Tandis que les « types » du manège de Moscou satisfaisaient ainsi pleinement le professeur Ramazanov et lui présageaient un art régénéré et mis à la portée des gamins d’Arkhangel et des marchandes de légumes de Moscou (l’art de l’avenir !), ils irritaient au contraire quelque peu M. Katkov par un excès de naturalisme qui, dans la section grand-russe surtout, blessait profondément ses patriotiques instincts.
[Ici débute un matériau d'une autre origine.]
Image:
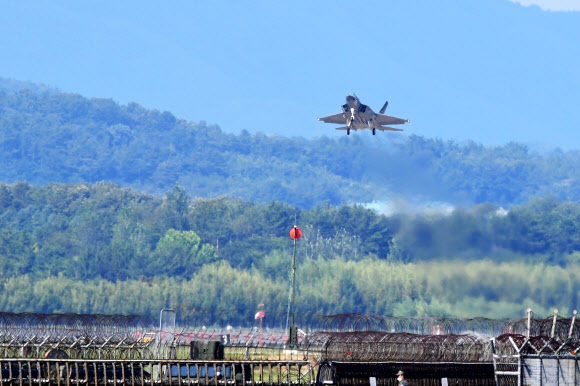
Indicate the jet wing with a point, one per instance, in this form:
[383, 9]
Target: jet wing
[384, 128]
[381, 119]
[336, 118]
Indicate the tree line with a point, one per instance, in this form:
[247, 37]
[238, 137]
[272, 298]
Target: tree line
[103, 248]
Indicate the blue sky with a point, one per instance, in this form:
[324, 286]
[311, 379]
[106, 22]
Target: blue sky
[492, 71]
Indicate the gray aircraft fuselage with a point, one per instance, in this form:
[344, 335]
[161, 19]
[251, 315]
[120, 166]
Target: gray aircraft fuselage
[357, 116]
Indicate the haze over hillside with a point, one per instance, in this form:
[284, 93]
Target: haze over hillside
[49, 136]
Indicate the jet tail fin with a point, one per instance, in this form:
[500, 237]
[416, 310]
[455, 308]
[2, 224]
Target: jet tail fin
[384, 108]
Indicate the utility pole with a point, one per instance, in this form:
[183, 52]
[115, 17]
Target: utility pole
[295, 233]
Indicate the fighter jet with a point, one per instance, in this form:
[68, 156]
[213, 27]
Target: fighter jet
[357, 116]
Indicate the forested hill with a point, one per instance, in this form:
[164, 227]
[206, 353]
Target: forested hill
[104, 249]
[48, 136]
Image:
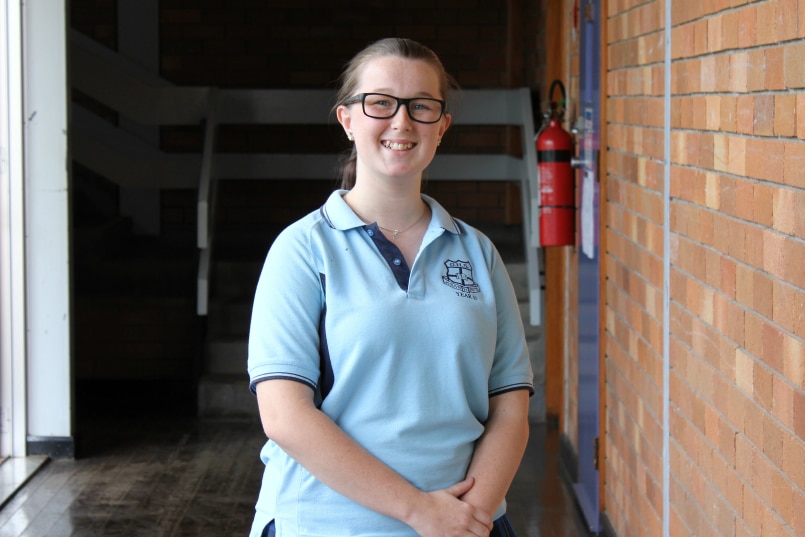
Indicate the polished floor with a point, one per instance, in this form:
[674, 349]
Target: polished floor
[177, 476]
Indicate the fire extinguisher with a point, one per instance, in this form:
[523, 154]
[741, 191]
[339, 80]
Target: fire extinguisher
[557, 216]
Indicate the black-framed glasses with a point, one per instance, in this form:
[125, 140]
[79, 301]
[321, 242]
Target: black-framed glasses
[382, 106]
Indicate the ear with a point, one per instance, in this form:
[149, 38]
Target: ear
[342, 114]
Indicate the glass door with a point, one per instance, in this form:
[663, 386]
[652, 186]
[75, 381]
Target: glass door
[586, 488]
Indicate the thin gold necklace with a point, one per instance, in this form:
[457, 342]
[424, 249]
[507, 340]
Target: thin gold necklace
[395, 232]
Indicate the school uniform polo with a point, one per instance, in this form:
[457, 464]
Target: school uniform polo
[404, 359]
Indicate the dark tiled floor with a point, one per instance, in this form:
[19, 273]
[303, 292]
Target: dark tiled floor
[173, 476]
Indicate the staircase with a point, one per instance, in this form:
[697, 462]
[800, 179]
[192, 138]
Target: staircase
[225, 284]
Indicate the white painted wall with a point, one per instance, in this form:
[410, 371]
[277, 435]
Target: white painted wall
[13, 408]
[47, 165]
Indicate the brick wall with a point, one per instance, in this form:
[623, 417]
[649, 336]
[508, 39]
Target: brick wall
[737, 289]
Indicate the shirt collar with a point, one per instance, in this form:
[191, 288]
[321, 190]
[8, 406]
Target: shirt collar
[340, 216]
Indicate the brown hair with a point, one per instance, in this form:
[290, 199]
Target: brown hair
[393, 46]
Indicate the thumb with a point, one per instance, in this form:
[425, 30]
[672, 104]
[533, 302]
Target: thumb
[461, 488]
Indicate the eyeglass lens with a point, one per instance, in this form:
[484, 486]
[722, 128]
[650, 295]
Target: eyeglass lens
[381, 106]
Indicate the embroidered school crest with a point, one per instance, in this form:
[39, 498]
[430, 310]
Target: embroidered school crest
[459, 276]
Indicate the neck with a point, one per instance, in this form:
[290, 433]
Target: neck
[394, 215]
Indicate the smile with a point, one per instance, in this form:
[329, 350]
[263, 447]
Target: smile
[395, 146]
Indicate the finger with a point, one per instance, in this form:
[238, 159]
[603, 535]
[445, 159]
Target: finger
[461, 488]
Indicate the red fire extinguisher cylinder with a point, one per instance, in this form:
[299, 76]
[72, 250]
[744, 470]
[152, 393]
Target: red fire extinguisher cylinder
[556, 185]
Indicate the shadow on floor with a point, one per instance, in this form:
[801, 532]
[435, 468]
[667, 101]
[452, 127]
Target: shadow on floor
[163, 473]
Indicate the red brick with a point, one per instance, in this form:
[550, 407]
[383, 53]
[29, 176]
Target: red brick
[786, 20]
[766, 23]
[794, 65]
[785, 115]
[783, 401]
[793, 173]
[775, 68]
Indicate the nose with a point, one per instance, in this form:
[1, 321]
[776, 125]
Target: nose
[401, 117]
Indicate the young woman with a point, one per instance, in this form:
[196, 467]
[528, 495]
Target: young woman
[386, 347]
Le célèbre publiciste[1] voulait bien reconnaître « que dans une collection ayant un but scientifique il n’y avait pas de place pour des paysans d’opéra et des villageoises de ballet ; » était-ce cependant une raison de renoncer à tout sentiment d’idéal et de goût ? Les Bachkirs, eux, « se sont bien pourtant rappelé le proverbe français, » et, laissant leur linge sale pour le laver en famille, ils ont eu l’esprit de paraître à l’exposition dans des chemises propres et des costumes brillans. Ainsi ont pensé également les mannequins tchèques, croates, monténégrins. Pourquoi donc la Grande-Russie seule a-t-elle tenu à se montrer « en haillons et repoussante au possible ? » Pourquoi, « sous prétexte d’approcher le plus de la vérité, » a-t-on construit des izbas aussi laides et aussi difformes ? Était-ce là le spectacle qu’on devait offrir aux étrangers, et surtout à l’auguste tsarevna (la princesse Dagmar) ? « Son cœur, ce cœur dans lequel s’est enflammé déjà, nous en sommes sûrs, l’amour de sa nouvelle patrie, » a dû se serrer à la vue de cette habitation moujike, et quel malheureux argument fourni par-dessus le marché « aux touristes français, toujours prêts à décrire le paysan russe comme un troglodyte ! »….. « Dans ce groupe grand-russe, qui devrait représenter toute la sève de l’empire, nous chercherions en vain les signes de cette force mystérieuse et morale qui attire et assimile les races environnantes : nous restons ébahis devant cette masse sans physionomie, sans expression, ni sens. Comment, pas une non, pas une figure gentille et accorte parmi les trente exemplaires féminins réunis dans ce groupe ! Rien que de gros et stupides yeux à fleur de tête, rien que des nez en pommes de terre, rien que le grossier et le grotesque !… » Et, s’élevant à des considérations plus générales, M.

  1. Gazette de Moscou, du 12 mai 1867.